Rapport sur les progrès réalisés par la Turquie sur la voie de l'adhésion

2006/2118(INI)

 La commission a adopté le rapport d’initiative de Camiel EURLINGS (PPE‑DE, NL) sur les progrès accomplis par la Turquie sur la voie de l’adhésion. Tout en continuant à considérer que l’adhésion de la Turquie est l’objectif final des négociations engagées par l’UE avec ce pays, les députés européens soulignent que des réformes importantes sont encore nécessaires aussi bien en Turquie que dans l’UE pour pouvoir aboutir à ce résultat.

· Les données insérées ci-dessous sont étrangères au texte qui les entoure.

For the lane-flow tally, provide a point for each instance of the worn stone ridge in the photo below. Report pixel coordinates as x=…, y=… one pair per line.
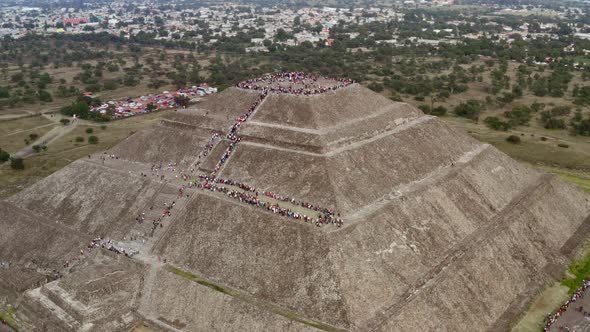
x=325, y=110
x=352, y=175
x=90, y=198
x=163, y=144
x=27, y=237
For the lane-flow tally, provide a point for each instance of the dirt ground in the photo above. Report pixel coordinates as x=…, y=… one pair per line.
x=576, y=318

Le rapport se félicite de l’ouverture des négociations d’adhésion avec la Turquie, en déplorant toutefois le ralentissement du processus de réforme au cours de l’année passée. Il se penche ensuite sur la situation du pays dans les domaines de la démocratie et de l’état de droit, des droits de l’homme et de la protection des minorités, ainsi que des questions régionales et des relations extérieures. Ayant relevé des «manquements persistants», particulièrement en ce qui concerne la liberté d’expression, de religion et les droits des minorités, le rôle de l’armée, le maintien de l’ordre, les droits des femmes, les droits syndicaux et les droits culturels, la commission demande instamment à la Turquie de relancer le processus de réforme.

Le rapport reconnaît les améliorations de la législation obtenues grâce aux efforts que fait, depuis 2002, le gouvernement turc en ce qui concerne la politique de tolérance zéro à l’égard de la torture, mais souligne que des mesures d’application plus efficaces sont nécessaires. Il note également que certains progrès ont été faits en ce qui concerne les droits des femmes à la suite de l’entrée en vigueur du nouveau code pénal, en soulignant néanmoins que des efforts supplémentaires doivent être faits pour éradiquer les pratiques discriminatoires et la violence à l’égard des femmes.

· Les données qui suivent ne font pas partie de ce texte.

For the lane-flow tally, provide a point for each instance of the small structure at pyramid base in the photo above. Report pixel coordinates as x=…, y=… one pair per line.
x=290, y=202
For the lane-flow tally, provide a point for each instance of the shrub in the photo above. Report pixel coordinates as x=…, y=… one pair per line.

La commission considère la rédaction d’une nouvelle Constitution comme «une réflexion plus poussée et probablement nécessaire au sujet de la nature très fondamentale des modifications qu’exige la qualité de membre de l’UE». Elle rappelle également la nécessité que la Turquie respecte la Convention de sauvegarde des droits de l’homme et des libertés fondamentales. En ce qui concerne plus particulièrement la liberté religieuse, les députés européens déplorent l’absence de progrès et renouvellent l’appel du Parlement aux autorités turques pour qu’elles respectent leurs engagements et prennent des mesures concrètes pour supprimer les obstacles auxquels sont confrontées les minorités religieuses. Tout en respectant les sensibilités qui existent dans un pays dont la grande majorité des habitants sont des musulmans sunnites, le rapport rappelle néanmoins à la Turquie l’important héritage culturel et historique qu’«elle a reçu en héritage de l’Empire ottoman, multiculturel, multiethnique et multireligieux».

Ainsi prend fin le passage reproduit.